Feitas estas considerações, não há como negar o papel central ocupado pelos direitos fundamentais na conformação dos Estados Constitucionais. Sintetiza este protagonismo, os ensinamentos de Alexy, quando destaca que os direitos fundamentais (i) ocupam o grau máximo de hierarquia em nos Estados Constitucionais, pelo simples fato de estarem previstos na Constituição - lex superior em relação às normas infraconstitucionais; (ii) gozam da máxima força jurídica, por vincularem os três poderes estatais (Legislativo, Executivo e Judiciário), inclusive mediante controle jurisdicional; e (iii) gozam da máxima importância de seu objeto (ALEXY, 2005, p. 32-36).

Em decorrência desta privilegiada posição no Estado Constitucional, a teoria constitucionalista contemporânea é unânime ao afirmar a necessidade de concretização dos direitos fundamentais. Conforme registra Pablo Lucas Verdú, seria insuficiente a simples garantia de proclamação ou vigência dos direitos fundamentais, sendo preciso que as estruturas jurídica, económica e social os tornem efetivos (VERDÚ, 2007, p. 59).
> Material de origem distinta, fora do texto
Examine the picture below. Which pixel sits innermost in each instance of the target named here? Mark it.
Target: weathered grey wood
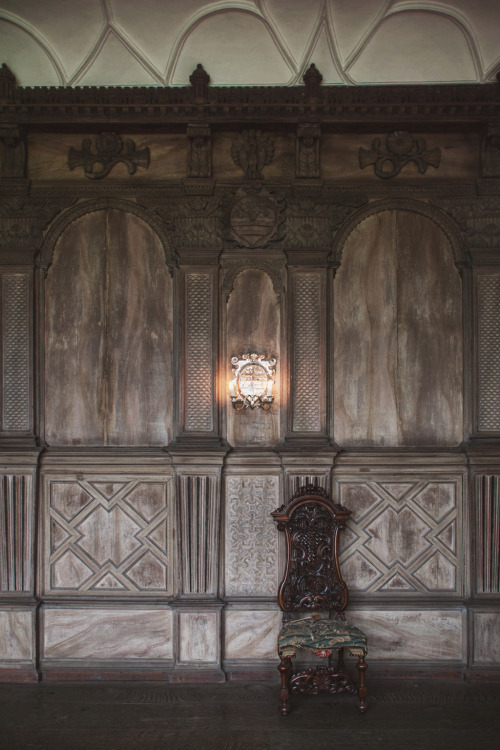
(397, 336)
(108, 335)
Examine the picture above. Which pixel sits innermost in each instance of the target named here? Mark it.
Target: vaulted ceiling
(249, 42)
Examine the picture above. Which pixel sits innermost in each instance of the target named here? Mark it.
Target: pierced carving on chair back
(312, 580)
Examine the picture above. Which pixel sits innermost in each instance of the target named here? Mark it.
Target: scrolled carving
(252, 150)
(322, 680)
(307, 151)
(400, 148)
(199, 151)
(255, 217)
(111, 149)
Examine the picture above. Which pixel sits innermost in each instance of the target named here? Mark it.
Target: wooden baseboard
(19, 674)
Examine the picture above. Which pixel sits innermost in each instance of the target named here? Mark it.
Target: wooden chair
(313, 598)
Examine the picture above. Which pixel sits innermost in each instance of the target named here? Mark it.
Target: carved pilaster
(12, 152)
(199, 151)
(307, 151)
(490, 152)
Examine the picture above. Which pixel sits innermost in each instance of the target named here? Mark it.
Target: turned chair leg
(362, 667)
(284, 668)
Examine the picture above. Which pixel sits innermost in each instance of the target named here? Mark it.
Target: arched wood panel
(108, 335)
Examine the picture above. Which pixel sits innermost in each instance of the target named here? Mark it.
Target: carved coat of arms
(254, 218)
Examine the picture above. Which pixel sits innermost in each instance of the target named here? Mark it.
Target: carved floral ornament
(400, 148)
(252, 385)
(111, 149)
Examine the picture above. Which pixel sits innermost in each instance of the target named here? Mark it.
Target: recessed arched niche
(398, 344)
(108, 335)
(253, 326)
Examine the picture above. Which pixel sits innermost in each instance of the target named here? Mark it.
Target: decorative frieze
(488, 292)
(110, 150)
(252, 150)
(16, 413)
(199, 378)
(199, 163)
(400, 149)
(251, 544)
(306, 360)
(307, 162)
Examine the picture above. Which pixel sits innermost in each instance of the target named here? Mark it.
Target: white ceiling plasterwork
(249, 42)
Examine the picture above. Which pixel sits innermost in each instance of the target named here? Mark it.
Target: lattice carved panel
(402, 537)
(199, 351)
(251, 541)
(16, 412)
(306, 359)
(489, 352)
(16, 533)
(108, 537)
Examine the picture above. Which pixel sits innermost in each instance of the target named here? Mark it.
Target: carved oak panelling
(251, 544)
(16, 532)
(108, 335)
(487, 504)
(199, 385)
(108, 536)
(16, 635)
(307, 359)
(412, 635)
(398, 363)
(102, 634)
(16, 383)
(488, 291)
(199, 506)
(403, 536)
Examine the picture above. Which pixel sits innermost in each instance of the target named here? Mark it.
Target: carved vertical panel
(307, 356)
(488, 290)
(488, 534)
(251, 562)
(199, 385)
(16, 379)
(199, 533)
(16, 533)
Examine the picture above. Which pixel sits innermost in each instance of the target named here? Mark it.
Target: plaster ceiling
(249, 42)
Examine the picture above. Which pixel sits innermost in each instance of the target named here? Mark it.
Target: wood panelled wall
(135, 529)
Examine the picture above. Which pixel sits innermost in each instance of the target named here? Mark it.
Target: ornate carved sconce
(252, 386)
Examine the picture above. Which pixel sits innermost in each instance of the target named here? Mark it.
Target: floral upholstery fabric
(320, 637)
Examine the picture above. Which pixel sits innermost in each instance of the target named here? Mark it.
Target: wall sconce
(252, 386)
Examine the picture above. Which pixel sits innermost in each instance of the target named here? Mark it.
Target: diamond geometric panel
(403, 536)
(109, 537)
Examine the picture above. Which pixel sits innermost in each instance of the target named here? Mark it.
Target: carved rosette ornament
(111, 149)
(400, 149)
(252, 386)
(252, 150)
(255, 217)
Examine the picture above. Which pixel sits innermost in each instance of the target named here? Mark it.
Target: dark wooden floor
(404, 715)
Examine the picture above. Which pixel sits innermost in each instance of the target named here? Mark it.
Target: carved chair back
(312, 580)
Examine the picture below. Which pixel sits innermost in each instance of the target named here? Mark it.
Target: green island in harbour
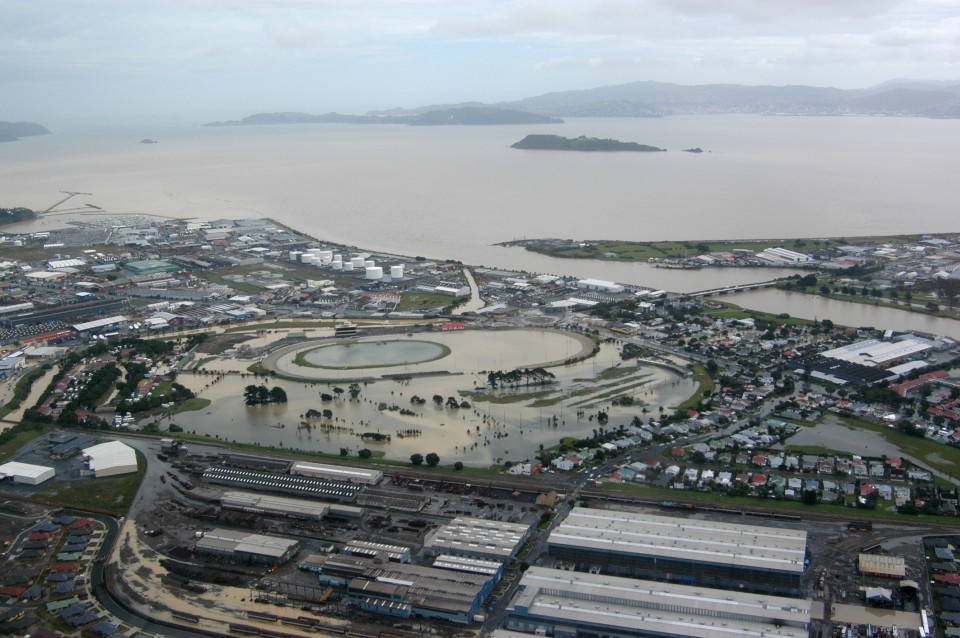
(582, 143)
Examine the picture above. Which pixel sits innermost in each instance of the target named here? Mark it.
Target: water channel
(844, 313)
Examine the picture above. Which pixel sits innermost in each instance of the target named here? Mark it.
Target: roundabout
(463, 352)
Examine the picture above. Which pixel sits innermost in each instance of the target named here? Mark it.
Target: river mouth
(371, 354)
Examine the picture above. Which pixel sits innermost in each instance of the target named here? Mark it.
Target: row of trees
(513, 378)
(432, 459)
(261, 395)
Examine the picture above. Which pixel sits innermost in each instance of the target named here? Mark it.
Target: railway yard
(167, 563)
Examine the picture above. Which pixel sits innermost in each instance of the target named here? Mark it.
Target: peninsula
(582, 143)
(13, 131)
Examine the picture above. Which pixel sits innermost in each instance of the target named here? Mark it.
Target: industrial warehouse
(403, 591)
(281, 483)
(566, 605)
(110, 459)
(256, 548)
(725, 555)
(478, 538)
(274, 505)
(362, 476)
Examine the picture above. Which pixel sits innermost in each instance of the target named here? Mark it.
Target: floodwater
(469, 351)
(485, 433)
(844, 313)
(371, 353)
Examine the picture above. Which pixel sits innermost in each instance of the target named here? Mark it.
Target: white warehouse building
(110, 459)
(337, 473)
(26, 473)
(598, 285)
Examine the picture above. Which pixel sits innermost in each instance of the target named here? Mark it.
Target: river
(844, 313)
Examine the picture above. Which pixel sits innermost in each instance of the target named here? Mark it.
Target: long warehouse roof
(642, 606)
(746, 546)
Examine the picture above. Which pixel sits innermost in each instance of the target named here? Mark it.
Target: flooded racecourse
(410, 402)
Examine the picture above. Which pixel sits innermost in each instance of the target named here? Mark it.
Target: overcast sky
(121, 59)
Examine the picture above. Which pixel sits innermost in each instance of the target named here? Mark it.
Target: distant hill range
(12, 131)
(656, 99)
(455, 115)
(582, 143)
(906, 98)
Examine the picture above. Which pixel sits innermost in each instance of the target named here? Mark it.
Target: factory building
(26, 473)
(256, 548)
(303, 486)
(478, 538)
(566, 604)
(404, 591)
(879, 354)
(270, 505)
(363, 476)
(110, 459)
(493, 569)
(598, 285)
(394, 553)
(706, 553)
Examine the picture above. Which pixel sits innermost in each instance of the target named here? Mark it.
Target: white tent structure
(110, 459)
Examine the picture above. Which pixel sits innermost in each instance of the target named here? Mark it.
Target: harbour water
(455, 192)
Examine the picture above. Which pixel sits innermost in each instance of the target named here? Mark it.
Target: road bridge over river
(730, 289)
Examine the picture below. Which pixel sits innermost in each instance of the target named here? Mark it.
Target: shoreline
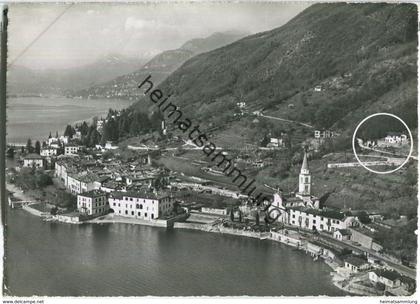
(334, 275)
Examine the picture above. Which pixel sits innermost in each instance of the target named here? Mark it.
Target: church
(302, 209)
(302, 198)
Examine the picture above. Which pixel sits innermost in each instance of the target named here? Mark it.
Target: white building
(387, 277)
(92, 203)
(34, 160)
(324, 134)
(395, 138)
(342, 234)
(79, 183)
(276, 142)
(217, 211)
(356, 264)
(72, 149)
(48, 152)
(142, 205)
(320, 219)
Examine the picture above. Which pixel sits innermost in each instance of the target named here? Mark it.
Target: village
(107, 184)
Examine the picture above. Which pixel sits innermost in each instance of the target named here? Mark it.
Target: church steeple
(305, 168)
(305, 178)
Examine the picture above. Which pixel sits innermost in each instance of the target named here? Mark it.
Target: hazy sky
(88, 31)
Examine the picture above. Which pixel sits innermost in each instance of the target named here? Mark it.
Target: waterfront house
(364, 237)
(396, 138)
(342, 234)
(145, 204)
(356, 264)
(320, 134)
(72, 149)
(217, 211)
(72, 217)
(389, 278)
(83, 182)
(328, 220)
(34, 160)
(93, 203)
(48, 152)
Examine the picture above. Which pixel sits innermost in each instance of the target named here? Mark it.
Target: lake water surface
(131, 260)
(59, 259)
(35, 117)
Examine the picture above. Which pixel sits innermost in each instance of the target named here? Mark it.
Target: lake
(59, 259)
(35, 117)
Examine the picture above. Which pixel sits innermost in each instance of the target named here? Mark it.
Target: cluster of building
(392, 139)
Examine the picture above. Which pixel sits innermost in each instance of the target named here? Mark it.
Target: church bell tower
(305, 178)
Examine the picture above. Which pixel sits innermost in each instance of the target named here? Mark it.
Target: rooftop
(344, 231)
(92, 193)
(33, 156)
(356, 261)
(388, 274)
(328, 213)
(141, 194)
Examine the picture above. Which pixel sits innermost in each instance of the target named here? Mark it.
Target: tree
(29, 146)
(37, 147)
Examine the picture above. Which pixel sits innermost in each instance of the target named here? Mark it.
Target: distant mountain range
(160, 66)
(330, 66)
(24, 81)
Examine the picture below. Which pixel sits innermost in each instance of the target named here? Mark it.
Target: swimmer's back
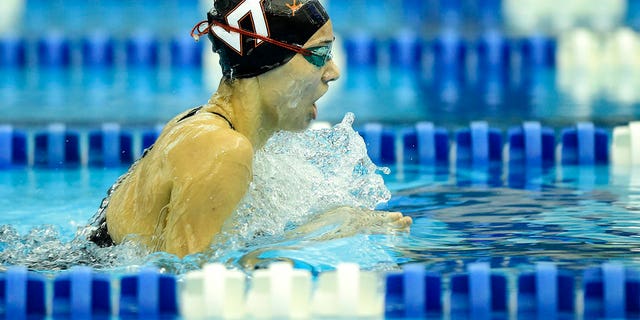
(198, 162)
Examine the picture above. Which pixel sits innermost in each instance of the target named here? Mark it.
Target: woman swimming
(276, 62)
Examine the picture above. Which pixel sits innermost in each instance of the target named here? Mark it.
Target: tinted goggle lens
(319, 55)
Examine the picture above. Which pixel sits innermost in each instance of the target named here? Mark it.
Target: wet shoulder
(205, 136)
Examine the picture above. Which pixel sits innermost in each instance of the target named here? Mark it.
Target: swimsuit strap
(193, 111)
(225, 119)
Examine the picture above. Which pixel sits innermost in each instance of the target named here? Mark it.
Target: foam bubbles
(298, 175)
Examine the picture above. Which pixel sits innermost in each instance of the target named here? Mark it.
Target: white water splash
(298, 175)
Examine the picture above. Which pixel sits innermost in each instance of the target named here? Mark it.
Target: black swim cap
(289, 22)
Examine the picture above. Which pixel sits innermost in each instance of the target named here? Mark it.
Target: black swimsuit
(100, 235)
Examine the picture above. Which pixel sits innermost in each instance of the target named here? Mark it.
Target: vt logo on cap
(252, 9)
(255, 36)
(294, 7)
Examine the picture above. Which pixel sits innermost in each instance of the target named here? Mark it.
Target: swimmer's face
(291, 91)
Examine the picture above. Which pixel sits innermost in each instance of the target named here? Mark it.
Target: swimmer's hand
(346, 221)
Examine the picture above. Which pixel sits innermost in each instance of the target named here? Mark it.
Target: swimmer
(276, 63)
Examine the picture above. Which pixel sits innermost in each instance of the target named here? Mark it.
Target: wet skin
(178, 196)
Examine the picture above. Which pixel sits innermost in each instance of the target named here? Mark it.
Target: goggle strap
(197, 32)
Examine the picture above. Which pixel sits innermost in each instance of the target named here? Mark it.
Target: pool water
(574, 216)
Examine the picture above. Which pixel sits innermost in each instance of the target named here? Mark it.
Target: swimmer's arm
(212, 172)
(348, 221)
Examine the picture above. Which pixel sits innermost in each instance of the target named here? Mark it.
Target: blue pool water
(575, 216)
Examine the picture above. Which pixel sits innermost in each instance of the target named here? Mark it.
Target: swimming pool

Nesta medida, há densa formulação teórica no sentido da eficácia dos direitos fundamentais. Propugna-se que os direitos fundamentais são, ao mesmo tempo, "direitos subjetivos e elementos fundamentais da ordem jurídica objetiva" (MENDES, 2010, p. 2). Como direitos subjetivos, permitem que os titulares imponham os interesses tutelados por seu direito fundamental perante o Estado e a coletividade; como elementos fundamentais da ordem constitucional objetiva, compõe "a base do ordenamento jurídico de um Estado de Direito Democrático" (MENDES, 2010, p. 2).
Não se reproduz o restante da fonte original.